The White House is working on officially releasing its proposed 2010 $3.6 trillion budget. Included are the details of various tax proposals and the pending health care reform. This budget represents President Obama’s vision for fiscal policy for the next decade.
Largest deficit since WWII
Americans have not seen such a deficit since World War II. Economic analysts state that the most telling statistic is the ratio of deficit to GDP, which would be 12.9 percent, the largest it’s been since the war. In the past 30 years, the government has sought to keep this number at 4 percent, and is attempting to bring it down to 2.9 percent within the next four years.

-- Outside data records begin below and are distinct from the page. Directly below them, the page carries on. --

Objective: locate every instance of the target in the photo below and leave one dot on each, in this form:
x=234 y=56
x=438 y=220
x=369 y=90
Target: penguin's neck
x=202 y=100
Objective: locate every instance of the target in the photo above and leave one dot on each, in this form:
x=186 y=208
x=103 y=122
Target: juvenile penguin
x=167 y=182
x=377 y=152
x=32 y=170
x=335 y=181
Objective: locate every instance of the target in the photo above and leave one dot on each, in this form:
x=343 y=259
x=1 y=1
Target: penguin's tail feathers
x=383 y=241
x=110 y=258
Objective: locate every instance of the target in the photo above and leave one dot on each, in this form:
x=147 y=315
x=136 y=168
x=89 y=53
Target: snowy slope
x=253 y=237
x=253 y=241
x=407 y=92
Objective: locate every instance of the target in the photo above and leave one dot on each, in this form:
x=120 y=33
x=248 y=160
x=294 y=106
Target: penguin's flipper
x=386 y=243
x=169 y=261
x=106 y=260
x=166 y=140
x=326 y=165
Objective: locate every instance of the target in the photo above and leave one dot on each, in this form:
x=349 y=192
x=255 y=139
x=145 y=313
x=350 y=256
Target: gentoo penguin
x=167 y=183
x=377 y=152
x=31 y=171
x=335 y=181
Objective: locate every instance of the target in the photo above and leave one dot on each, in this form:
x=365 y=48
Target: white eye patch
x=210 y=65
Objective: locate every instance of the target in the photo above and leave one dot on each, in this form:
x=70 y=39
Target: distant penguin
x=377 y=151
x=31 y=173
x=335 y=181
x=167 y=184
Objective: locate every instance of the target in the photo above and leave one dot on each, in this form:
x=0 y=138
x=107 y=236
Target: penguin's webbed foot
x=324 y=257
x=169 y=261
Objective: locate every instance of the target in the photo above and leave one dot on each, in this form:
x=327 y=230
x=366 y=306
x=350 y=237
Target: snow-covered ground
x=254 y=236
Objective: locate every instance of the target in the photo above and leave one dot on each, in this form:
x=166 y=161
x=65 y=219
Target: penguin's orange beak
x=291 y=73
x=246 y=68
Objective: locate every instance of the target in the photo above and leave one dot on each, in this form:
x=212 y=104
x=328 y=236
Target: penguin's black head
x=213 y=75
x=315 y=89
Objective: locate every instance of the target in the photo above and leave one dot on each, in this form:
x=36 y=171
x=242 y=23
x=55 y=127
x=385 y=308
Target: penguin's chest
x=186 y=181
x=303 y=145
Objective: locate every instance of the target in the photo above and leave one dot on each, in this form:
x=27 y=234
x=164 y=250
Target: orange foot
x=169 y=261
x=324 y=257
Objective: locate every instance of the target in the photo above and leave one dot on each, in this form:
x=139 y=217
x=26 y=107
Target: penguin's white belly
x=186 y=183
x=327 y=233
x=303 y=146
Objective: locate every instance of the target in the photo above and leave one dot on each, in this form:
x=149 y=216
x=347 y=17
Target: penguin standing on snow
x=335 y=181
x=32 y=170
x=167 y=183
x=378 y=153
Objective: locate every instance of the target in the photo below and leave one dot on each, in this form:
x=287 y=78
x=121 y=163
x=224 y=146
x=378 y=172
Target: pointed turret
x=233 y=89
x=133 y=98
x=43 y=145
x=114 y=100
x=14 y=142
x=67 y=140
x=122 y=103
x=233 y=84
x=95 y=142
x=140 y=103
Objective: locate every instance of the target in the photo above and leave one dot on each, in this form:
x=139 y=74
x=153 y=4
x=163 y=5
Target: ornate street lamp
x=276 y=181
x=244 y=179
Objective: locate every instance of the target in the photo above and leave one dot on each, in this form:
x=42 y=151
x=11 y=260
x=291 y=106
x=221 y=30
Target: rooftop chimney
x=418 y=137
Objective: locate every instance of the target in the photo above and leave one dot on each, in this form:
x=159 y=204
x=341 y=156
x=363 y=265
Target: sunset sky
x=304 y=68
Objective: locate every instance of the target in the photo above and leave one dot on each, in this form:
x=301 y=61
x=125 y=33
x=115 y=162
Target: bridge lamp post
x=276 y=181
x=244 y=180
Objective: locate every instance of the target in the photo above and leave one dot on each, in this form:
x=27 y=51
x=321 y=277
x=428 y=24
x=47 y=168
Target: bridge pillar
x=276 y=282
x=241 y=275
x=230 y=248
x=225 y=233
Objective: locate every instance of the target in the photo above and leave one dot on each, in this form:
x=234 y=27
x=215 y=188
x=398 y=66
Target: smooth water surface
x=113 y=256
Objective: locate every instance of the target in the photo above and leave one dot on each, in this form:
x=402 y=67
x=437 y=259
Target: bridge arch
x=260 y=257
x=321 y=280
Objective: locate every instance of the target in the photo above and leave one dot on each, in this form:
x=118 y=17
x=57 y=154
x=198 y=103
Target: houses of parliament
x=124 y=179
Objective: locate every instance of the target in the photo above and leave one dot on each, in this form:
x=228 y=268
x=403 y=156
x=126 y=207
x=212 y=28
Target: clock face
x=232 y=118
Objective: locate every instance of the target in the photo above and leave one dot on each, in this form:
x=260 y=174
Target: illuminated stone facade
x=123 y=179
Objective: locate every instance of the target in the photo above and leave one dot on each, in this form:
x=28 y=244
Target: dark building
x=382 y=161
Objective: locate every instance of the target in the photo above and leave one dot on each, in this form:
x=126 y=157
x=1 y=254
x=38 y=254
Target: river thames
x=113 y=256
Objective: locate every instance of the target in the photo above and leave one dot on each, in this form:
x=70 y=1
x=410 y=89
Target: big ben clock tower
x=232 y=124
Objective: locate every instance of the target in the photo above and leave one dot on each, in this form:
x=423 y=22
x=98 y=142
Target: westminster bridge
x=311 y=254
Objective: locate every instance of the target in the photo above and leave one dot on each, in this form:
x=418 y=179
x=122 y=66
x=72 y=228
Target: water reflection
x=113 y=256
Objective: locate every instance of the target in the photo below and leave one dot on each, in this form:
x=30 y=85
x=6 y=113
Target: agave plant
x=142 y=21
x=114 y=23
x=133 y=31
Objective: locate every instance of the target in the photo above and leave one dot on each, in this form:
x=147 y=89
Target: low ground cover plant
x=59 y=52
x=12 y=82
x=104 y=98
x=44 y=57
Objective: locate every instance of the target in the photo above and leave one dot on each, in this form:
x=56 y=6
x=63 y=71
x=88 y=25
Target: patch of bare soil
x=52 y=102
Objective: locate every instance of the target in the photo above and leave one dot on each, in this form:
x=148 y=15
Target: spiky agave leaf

Because higher-paying jobs are sparse, consumers are looking to short term loans and careful budgeting, along with major cutbacks, to get them through the recession and beyond. Polling data is proving that Americans are more concerned than ever with the huge deficit and managing debt.
A call for action
Marc Goldwein of the Committee for a Responsible Federal Budget, a bipartisan group that advocates budget discipline said, “Even using their February economic assumptions — which now appear to be out of date and overly optimistic — the administration never puts us on a stable path. The president … understands the critical importance of fiscal discipline. Now we need to see some action.”
Obama’s budget outline was submitted to Congress in February, but it remains an arguable topic. It does introduce higher taxes for higher-income Americans, an effort he maintains will bring about the funds to challenge global warming and fund health care reform.
It’s not clear whether the health care reform so sorely needed will ever reach the people. It’s not clear whether the unemployment rate will dip considerably, once again sustaining workers.
It’s not clear how long lending companies will be tightfisted. Many Americans are bracing for a long cold financial winter, looking to short term loan options and cutbacks as a way to make it through these difficult times.